The invisible mom... are you to blame for her isolation?

I just read an article on the Huffington Post called, The Invisible Mom, about a mother with a 10-year old son with Down Syndrome. This article is not about her son, or his disability, it is about the way adults treat her, and ultimately her son.  It broke my heart and opened my eyes to something I have been guilty of at times. Sadly, I did not realize just how painful my actions, or really lack there of could have been...

I was so moved that I want to share it with you in hopes that you too will learn about the isolation that a parent of a child with special needs endures, and more importantly, hopefully join me in being the change these parents and their children deserve-kindness and consideration.

To read Sue Robin's very real and touching article please click HERE.



April is an award-winning writer, blogger and proud debut novelist - The Devlyn Disguise. Her work has been published in over ten countries and four languages. From books to newspapers, to print/online magazines and everything in between, you can find her work. For more about April, Visit AprilMcCormick.com

5 comments:

Christy Garrett said...

It is sad how people treat others, especially, those with disabilities or handicaps. We are all made the way we are for a reason and people should accept everyone the way they are.

foodpixie said...

Having worked with special needs children, I can say that their peers don't include them, sometimes their interests aren't the same, and children don't know what to think or how to behave towards someone with special needs. It is the responsibility of parents of typical children to teach them to be understanding, kind, compassionate, and friendly, and not discriminate, or else they may take a cue from someone else who is hurtful and disrespectful.

Kristen Mae at Abandoning Pretense said...

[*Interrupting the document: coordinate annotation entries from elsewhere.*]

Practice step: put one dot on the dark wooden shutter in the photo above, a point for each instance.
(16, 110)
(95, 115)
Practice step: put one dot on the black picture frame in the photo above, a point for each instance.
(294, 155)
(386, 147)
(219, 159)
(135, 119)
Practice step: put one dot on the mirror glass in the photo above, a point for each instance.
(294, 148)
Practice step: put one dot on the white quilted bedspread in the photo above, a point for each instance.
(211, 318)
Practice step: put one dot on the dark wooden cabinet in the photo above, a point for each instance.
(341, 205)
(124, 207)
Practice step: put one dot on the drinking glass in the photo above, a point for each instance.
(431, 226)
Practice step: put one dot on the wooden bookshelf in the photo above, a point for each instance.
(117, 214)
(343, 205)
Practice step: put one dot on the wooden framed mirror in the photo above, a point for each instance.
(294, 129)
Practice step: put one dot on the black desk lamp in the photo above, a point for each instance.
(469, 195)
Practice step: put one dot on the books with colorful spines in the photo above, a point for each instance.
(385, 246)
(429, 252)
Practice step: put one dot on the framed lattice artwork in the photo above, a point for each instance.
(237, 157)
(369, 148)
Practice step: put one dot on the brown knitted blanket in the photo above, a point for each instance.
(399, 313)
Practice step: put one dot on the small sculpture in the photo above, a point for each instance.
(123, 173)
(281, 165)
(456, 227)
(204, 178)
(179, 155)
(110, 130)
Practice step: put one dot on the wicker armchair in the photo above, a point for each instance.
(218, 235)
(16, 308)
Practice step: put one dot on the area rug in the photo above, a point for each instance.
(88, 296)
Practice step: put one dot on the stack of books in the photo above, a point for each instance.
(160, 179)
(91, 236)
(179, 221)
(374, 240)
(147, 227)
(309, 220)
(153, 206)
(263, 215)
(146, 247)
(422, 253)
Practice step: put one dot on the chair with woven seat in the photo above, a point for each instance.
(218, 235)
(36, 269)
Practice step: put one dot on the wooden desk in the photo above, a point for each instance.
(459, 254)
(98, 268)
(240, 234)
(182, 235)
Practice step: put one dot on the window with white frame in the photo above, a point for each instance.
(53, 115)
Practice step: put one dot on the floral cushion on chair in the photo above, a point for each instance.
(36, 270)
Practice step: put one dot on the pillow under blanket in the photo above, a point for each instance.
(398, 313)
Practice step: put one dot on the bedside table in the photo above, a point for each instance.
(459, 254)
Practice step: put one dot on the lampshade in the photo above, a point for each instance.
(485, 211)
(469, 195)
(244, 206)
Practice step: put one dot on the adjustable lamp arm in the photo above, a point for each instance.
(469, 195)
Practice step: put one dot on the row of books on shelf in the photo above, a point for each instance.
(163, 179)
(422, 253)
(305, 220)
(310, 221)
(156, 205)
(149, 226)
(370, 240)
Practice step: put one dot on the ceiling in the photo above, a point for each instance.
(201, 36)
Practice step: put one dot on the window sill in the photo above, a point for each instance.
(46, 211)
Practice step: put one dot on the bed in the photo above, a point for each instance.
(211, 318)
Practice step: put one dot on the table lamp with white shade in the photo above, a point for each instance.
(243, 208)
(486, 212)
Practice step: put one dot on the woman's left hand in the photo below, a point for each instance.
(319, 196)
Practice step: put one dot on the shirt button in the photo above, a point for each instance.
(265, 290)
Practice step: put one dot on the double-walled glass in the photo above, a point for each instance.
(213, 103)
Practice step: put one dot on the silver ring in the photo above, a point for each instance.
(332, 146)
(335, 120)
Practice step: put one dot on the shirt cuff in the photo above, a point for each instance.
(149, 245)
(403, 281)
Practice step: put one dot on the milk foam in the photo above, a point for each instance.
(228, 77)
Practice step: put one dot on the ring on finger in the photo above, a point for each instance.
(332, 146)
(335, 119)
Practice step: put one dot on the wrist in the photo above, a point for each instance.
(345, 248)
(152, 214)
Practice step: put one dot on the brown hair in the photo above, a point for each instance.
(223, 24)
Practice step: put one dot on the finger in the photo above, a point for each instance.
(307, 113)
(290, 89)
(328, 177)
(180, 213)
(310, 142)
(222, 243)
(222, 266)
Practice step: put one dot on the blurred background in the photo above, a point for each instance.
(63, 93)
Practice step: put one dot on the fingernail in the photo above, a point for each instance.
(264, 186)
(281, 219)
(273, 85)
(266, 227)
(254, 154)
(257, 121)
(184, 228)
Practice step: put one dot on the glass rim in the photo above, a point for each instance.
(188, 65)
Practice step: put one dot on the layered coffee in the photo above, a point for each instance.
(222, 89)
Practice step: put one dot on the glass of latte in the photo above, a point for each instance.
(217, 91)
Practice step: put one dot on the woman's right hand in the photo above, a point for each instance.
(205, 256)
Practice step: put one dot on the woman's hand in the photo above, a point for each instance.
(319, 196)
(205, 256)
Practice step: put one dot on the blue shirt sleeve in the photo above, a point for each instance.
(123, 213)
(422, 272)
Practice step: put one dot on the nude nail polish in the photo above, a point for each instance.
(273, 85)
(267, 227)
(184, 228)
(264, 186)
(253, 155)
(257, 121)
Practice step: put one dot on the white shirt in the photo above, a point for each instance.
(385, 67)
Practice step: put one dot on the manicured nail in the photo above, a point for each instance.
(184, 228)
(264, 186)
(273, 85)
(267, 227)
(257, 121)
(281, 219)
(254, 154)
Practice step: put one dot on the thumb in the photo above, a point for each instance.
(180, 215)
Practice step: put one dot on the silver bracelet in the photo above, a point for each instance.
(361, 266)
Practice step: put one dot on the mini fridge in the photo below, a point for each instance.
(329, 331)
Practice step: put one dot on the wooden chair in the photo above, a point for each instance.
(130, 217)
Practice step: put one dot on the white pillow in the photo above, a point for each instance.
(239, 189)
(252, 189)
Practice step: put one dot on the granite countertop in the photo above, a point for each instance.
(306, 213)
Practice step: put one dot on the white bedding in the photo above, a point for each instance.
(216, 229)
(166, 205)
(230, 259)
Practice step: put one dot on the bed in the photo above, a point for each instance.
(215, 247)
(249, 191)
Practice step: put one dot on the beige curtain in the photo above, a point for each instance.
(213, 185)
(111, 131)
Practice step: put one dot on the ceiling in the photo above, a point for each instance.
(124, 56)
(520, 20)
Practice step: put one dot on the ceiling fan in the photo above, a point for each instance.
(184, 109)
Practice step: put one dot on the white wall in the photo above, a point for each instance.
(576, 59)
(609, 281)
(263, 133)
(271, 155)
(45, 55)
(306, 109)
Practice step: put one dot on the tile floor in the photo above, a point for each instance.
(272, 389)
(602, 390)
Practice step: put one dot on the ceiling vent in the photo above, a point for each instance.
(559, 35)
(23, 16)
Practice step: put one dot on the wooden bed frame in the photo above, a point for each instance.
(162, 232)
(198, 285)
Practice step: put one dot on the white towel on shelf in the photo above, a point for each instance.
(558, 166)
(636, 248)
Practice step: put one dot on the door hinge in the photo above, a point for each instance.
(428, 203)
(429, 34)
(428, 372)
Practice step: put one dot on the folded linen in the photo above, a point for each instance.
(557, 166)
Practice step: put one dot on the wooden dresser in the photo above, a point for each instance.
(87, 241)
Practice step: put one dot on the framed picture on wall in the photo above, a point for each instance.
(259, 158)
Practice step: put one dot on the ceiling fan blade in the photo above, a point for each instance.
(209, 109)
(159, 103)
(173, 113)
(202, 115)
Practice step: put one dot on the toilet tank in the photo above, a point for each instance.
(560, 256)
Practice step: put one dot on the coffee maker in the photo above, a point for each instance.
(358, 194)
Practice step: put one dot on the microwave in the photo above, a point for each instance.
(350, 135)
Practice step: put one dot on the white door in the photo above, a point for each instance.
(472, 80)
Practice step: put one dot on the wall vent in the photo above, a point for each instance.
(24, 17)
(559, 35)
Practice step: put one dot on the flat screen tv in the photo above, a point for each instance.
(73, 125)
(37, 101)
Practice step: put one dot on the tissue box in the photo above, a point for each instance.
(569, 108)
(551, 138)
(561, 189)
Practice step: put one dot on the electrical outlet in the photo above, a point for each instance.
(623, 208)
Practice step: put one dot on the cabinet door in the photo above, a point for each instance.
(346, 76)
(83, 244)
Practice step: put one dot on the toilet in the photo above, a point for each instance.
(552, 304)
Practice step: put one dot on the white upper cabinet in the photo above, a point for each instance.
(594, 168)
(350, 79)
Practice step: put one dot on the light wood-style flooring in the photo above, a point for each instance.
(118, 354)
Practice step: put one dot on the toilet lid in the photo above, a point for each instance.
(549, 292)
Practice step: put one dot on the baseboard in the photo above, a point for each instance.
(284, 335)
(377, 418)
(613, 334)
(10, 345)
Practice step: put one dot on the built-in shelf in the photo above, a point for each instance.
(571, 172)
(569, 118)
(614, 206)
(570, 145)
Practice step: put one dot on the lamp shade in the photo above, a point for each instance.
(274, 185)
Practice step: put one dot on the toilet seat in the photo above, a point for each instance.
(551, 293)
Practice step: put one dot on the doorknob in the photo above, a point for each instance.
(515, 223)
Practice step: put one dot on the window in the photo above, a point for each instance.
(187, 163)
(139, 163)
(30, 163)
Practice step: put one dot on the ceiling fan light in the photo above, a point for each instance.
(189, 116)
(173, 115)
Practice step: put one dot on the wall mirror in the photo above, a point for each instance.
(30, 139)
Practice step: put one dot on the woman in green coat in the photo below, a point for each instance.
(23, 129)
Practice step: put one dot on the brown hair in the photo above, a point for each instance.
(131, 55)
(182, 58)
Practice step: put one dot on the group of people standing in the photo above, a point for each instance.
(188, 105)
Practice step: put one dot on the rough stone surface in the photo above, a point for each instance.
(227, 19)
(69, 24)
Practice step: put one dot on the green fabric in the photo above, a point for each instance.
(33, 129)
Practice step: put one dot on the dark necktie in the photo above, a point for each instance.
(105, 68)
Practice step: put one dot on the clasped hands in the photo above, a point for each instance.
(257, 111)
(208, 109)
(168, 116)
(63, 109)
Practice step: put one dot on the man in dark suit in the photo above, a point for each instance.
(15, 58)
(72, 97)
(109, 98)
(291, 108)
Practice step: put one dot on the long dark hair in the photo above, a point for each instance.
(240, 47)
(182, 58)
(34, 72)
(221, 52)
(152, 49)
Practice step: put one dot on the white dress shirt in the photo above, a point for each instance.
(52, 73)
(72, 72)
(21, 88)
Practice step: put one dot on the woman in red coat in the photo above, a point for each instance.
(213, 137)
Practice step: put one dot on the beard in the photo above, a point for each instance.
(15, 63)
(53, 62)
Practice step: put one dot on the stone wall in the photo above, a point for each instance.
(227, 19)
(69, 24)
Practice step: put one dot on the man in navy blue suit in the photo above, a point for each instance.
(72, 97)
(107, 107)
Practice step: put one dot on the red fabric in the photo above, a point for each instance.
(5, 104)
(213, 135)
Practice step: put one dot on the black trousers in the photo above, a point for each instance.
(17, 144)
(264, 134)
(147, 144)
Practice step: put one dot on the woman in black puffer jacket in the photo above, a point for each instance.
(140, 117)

When my son was in preschool, they had a policy that if you wanted to pass out invitations at school, the whole class had to be invited. I liked that policy and we still invite the whole class now that my son is seven. They don't always come... he has ADHD and is perceived by some as being "annoying." (I've volunteered in his class and have witnessed the frequent eye-rolling.) I know he doesn't get invited to every party, either. But we'll keep inviting everyone. I'll be damned if we make someone else feel ostracized the way we have sometimes felt.

Jessika Kazaros said...

Oh wow. I read this and can relate- I've been on that side (even without disabilities) as well as nearly been the contributor (nothing to do with a good reason other than a "DUH" moment). But it's sad and ridiculous and something that we all need to confront our insecurities or not knowing how to cope with things we do not understand. Thank you for sharing this.

Suburban Momma said...

I think everyone should read it. I have 2 cousins with disabilities and grew up with them knowing that they were different but loving them just the same and because of that I have always had a special place in my heart for all children with disabilities and I am doing my best to pass that on to The Princess. I always try to include all, but I have seen these types of situations and it's heartbreaking. Thanks for sharing.